All requests sent to any *.graphcdn.app subdomain were served an error page by the domain registrar. Because the CDN workers were internally using a graphcdn.app subdomain (a leftover from our name change), this domain expiry caused all requests to fail, even if the external domain used was not a *.graphcdn.app subdomain but a *.stellate.sh subdomain or a custom domain.

Timeline (all times in UTC)

3:39 am - The first alert was triggered, and the engineers on-call were paged and started investigating the issue.
4:01 am - While working through our incident runbook, the engineering team noticed an error message regarding a “moved domain.”
4:12 am - As we couldn’t immediately get a hold of the person required to renew the graphcdn.app domain, the engineering team started to move the CDN workers to a different domain.
4:28 am - We opened an issue on our status page, https://status.stellate.co/incidents/m7v0bgflsg4c
5:15 am - We deployed the fix that moved the CDN workers to a different domain and restored service for all requests sent to *.stellate.sh subdomains or custom domains.
5:50 am - Restored access to the graphcdn.app domain, which resolved the issue for any services using graphcdn.app (The time those services were available again varied slightly depending on DNS propagation.)
6:34 am - Marked the incident resolved.

How did we resolve it?

The on-call engineers did not have access to the domain registrar where we registered the graphcdn.app domain.

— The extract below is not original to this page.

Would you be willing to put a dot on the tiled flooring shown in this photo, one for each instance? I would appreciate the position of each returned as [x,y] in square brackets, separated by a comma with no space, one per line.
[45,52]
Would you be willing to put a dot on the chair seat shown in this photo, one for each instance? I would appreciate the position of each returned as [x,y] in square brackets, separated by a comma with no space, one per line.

We couldn’t get ahold of the person who had access to that registrar because they weren’t on-call.

While trying to find another way to reach that person, we deployed the first fix at 5:15 am UTC that removed the internal dependency on the graphcdn.app domain to restore service for all custom and *.stellate.sh subdomains.

We recovered access to and renewed the graphcdn.app domain, and restored service for the *.graphcdn.app subdomains at 5:50 am.

Post mortem

After resolving the incident, we conducted an internal post-mortem, analyzed the incident, and derived some immediate as well as future actions that are already completed:

Immediate Actions

Validate that no other domains are expiring soon.
Audit and ensure all on-call engineers have access to all critical services.
Use a central email for authentication with any domain registrars.
Ensure there is an escalation policy to the founders and that the founders are permanently on-call.

Future Actions

Set up monitoring & alerts for expiring certificates & domains and audit our current monitoring setup for holes.
Audit and ensure all on-call engineers have access to all services (not just the critical ones).
Create a Customer Success on-call rotation, including guidelines on when and how to involve the Customer Success teams in ongoing incidents.
Set up monitoring and alerts for failed subscription payments.

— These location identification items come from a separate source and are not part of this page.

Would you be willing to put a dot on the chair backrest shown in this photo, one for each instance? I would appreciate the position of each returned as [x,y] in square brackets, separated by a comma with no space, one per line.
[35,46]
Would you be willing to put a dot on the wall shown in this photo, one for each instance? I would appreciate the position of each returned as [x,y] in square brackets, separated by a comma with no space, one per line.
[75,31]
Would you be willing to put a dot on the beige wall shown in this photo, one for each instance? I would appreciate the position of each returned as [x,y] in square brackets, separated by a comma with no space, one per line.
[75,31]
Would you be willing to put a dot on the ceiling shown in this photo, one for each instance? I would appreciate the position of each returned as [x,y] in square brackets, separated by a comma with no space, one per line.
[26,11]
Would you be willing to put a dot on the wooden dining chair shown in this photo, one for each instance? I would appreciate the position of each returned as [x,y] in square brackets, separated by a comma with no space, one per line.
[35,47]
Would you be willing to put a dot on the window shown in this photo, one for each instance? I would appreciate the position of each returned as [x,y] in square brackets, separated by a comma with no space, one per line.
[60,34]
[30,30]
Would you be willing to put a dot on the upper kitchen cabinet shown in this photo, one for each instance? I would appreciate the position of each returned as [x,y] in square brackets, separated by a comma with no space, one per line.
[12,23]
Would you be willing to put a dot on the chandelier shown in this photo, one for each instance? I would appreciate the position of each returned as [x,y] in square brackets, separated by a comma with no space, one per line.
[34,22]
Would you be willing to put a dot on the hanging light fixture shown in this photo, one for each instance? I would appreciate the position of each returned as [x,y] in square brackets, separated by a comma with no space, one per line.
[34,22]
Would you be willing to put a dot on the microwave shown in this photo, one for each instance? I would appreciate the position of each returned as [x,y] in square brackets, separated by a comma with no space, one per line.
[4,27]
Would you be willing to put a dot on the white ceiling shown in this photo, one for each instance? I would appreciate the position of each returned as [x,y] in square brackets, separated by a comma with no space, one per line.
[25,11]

Posted Sep 26, 2022 - 19:15 UTC

Resolved

This incident has been resolved and all services are working as expected again.

We will publish additional information on what triggered this incident, steps taken to fix it, as well as issues identified with our processes and how we plan to address them later today (European time zones).

Posted Sep 26, 2022 - 06:34 UTC

Update

Services on `graphcdn.app` domains are working again, though we still see some issues with DNS resolution for those domains from some providers.

Posted Sep 26, 2022 - 06:07 UTC

Update

We have deployed a fix for `graphcdn.app` domains and are waiting for the required DNS changes to propagate. All services should be working again shortly.

Posted Sep 26, 2022 - 05:55 UTC

Monitoring

All services using the stellate.sh or custom domains are back up and running again. Services still using the older graphcdn.app domains are still affected.

Posted Sep 26, 2022 - 05:16 UTC

Update

We are continuing to investigate this issue, which is causing all Stellate services to be unavailable at this time.

Posted Sep 26, 2022 - 04:46 UTC

Investigating

We are currently investigating an issue with our edge caching service.

Posted Sep 26, 2022 - 04:28 UTC

This incident affected: Dashboard, User API, and Admin API.